8.8.12

Padri separati

Sembra strano pensare che tanti anni fa due coniugi che non andassero più d'accordo, erano comunque vincolati all'unione formalizzata tempo prima e che spesso la scelta fosse quella di far buon viso a cattiva sorte, così da mandare tutto avanti, magari con il reciproco chiudere un occhio davanti a condotte del coniuge poco rispettose dell'impegno preso con il matrimonio.
Venne poi il divorzio a sancire la possibilità che il legame potesse finire, e da lì l'imponente sviluppo di tutta la giurisprudenza avente ad oggetto il diritto familiare e le separazioni coniugali.
Oggi sarebbe strano, quasi innaturale, immaginare un accanimento terapeutico che porti una coppia a prolungare il proprio malessere, proseguendo artificiosamente una convivenza, alla fine dannosa per tutti i componenti del nucleo familiare.
Sempre oggi, penso si possa tranquillamente dire che una buona quota parte della popolazione abbia sperimentato la spiacevole esperienza del fallimento del matrimonio, magari anche più di una volta. Gli stessi bambini crescono ormai circondati da coetanei che serenamente si vivono la loro doppia casa, la doppia vacanza, la doppia educazione. L'anomalia diventa cioè modello sociale e viene assorbita nel rassicurante alveo della normalità. Bene così.
Poco mi sembra invece si sia fatto per approfondire i riflessi che una separazione produce sulla figura del padre, che nella generalità dei casi si ritrova, a seguito di una separazione, a dover pagare ingenti alimenti, adattarsi ad una soluzione abitativa certamente peggiorativa della precedente e a dover - soprattutto - privarsi del quotidiano calore ancestrale assicuratogli fino a quel momento dai suoi figli. Nella prevalenza dei casi, infatti, i minori, a tutela del loro sviluppo naturale e biologico, sono infatti appannaggio della donna, che continua ad accudirli mantenendo di fatto presso di sè il nucleo centrale della famiglia.
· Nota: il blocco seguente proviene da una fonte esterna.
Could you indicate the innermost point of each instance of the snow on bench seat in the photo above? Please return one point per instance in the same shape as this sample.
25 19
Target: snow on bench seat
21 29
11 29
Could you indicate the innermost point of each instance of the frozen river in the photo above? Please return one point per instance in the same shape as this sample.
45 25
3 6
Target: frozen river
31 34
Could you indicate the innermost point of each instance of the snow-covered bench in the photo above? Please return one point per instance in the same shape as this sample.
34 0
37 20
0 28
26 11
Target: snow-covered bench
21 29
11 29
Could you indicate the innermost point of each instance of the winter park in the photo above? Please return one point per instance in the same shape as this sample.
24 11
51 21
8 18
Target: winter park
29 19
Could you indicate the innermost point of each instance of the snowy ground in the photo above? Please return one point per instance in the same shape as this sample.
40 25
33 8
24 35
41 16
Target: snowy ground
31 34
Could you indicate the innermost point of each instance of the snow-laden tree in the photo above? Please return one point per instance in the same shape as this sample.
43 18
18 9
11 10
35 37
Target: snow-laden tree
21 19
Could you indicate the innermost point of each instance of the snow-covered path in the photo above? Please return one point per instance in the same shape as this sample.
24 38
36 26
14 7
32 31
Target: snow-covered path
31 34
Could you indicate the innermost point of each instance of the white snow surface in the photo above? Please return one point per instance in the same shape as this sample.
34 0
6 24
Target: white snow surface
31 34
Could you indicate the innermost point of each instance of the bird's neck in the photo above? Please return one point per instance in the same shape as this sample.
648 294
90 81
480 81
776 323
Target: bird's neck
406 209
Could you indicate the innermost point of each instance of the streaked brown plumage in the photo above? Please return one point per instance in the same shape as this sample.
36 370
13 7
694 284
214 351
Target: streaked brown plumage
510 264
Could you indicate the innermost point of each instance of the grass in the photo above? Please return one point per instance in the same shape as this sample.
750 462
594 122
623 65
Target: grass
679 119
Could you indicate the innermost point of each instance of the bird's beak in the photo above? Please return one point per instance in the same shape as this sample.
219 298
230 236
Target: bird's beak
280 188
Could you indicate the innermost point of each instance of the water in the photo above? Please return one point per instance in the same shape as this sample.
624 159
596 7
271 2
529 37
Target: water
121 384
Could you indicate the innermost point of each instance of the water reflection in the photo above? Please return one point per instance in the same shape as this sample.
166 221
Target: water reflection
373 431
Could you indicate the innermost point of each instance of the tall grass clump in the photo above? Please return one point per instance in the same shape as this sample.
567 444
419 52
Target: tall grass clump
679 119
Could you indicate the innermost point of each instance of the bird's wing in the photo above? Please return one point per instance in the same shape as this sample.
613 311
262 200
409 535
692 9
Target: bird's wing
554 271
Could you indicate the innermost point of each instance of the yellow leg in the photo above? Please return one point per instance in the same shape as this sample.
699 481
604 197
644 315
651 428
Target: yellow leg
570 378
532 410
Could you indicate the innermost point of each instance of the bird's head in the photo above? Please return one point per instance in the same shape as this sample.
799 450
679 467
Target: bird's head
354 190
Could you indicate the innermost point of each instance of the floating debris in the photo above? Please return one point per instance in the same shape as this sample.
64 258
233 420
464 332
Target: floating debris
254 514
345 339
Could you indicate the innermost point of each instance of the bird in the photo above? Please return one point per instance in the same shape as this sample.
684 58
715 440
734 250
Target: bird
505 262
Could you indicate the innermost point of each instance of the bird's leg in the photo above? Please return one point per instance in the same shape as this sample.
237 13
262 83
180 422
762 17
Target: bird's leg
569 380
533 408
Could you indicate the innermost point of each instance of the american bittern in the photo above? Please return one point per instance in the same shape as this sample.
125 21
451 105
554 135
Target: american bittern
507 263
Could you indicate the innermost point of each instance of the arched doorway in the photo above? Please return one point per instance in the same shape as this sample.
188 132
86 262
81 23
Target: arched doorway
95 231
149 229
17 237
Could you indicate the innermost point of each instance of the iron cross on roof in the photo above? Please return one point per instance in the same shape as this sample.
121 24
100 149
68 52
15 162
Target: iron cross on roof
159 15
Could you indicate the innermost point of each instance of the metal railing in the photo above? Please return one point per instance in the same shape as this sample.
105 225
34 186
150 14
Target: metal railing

Gli accordi di risoluzione consensuale, gli affidi condivisi, sono certamente passi avanti verso una potenziale maggiore flessibilità negli equilibri logistici e temporali fra i coniugi chiamati ad una cogestione dei figli.
Mi chiedo però se non possano essere approfonditi - anche a livello di psicologia dell'infanzia - schemi di organizzazione dell'affido, tali per cui anche il padre abbia diritto, a parte le vacanze, ad avere con sè i bambini per un periodo dell'anno sufficientemente lungo (un mese l'anno?, due mesi l'anno?) da garantirgli il mantenimento di una minima quotidianità nel rapporto con i suoi bambini, valore - questo della quotidianità del rapporto - che alla fine dei giochi è la vera, immensa perdita che subisce un padre a seguito di una separazione.